Tighter rules of origin?

NAFTA currently provides for “rules of origin,” which set limitations on the kinds and amounts of inputs from non-NAFTA countries that a product may contain. If a product goes over these limits, it does not qualify for duty-free status under NAFTA. The U.S. is now seeking to introduce a minimum level of 50% U.S. content in automobiles and auto parts, a move aimed at reducing the $64 billion U.S. trade deficit with Mexico (Wall Street Journal, Oct. 11; Bloomberg, Oct. 12).

Transactions across the automotive supply chain could be affected by this change. Sellers to the U.S. under DDP contracts, and U.S. buyers under other contracts, may face an unexpected hit when they are forced to bear increased tariffs. Buyers of Canadian and Mexican products under long-term supply contracts may need to exercise termination rights in order to shift their procurement to U.S. sources. Many parties will need to consider whether and how their contracts permit them to pass increased tariff costs downstream.

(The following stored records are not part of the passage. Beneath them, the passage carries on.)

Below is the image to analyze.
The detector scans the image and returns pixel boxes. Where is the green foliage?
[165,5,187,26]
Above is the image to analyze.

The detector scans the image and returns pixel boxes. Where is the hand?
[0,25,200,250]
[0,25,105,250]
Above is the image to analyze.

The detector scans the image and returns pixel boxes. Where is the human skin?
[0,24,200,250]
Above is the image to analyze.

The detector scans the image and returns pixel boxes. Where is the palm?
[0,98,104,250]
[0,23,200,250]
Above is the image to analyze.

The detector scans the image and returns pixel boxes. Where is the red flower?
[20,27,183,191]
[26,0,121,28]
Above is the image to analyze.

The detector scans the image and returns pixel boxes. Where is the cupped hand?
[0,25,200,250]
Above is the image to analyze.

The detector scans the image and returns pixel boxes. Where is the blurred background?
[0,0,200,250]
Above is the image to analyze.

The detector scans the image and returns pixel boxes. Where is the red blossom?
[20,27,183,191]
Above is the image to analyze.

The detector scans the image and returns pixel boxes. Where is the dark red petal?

“Equal” access to government procurement?

NAFTA currently provides for member countries to open a roughly proportional amount of their government procurement budget to the other member countries. The U.S. argues that this is unfair, and has proposed a “dollar for dollar” system in which each country opens up the same amount of their procurement budget to the others (Wall Street Journal, Oct. 11).

This change risks cutting off Canadian and Mexican firms from selling to the U.S. government. It also poses risks for their upstream suppliers, regardless of nationality: as these firms lose government contracts due to the re-negotiation of NAFTA, they may become unable to perform their own procurement contracts. Some will be able to claim force majeure or other defenses to performance. Others may simply breach. Parties in these supply chains will need to assess what options they have if the end user goes away.

A five-year sunset?

The U.S. has proposed limiting the lifespan of any new NAFTA deal to five years (Reuters, Oct. 12). In other words, NAFTA can disappear entirely, or be replaced by something entirely different, in just five years’ time. This is perhaps the most terrifying aspect of the current negotiations for drafters of long-term contracts (and supply chain participants in general).

For now, nobody knows where the NAFTA negotiations will lead. As the events of 2016 and 2017 have already demonstrated to us, negotiators need to ensure that their contracts are flexible enough to withstand any outcome.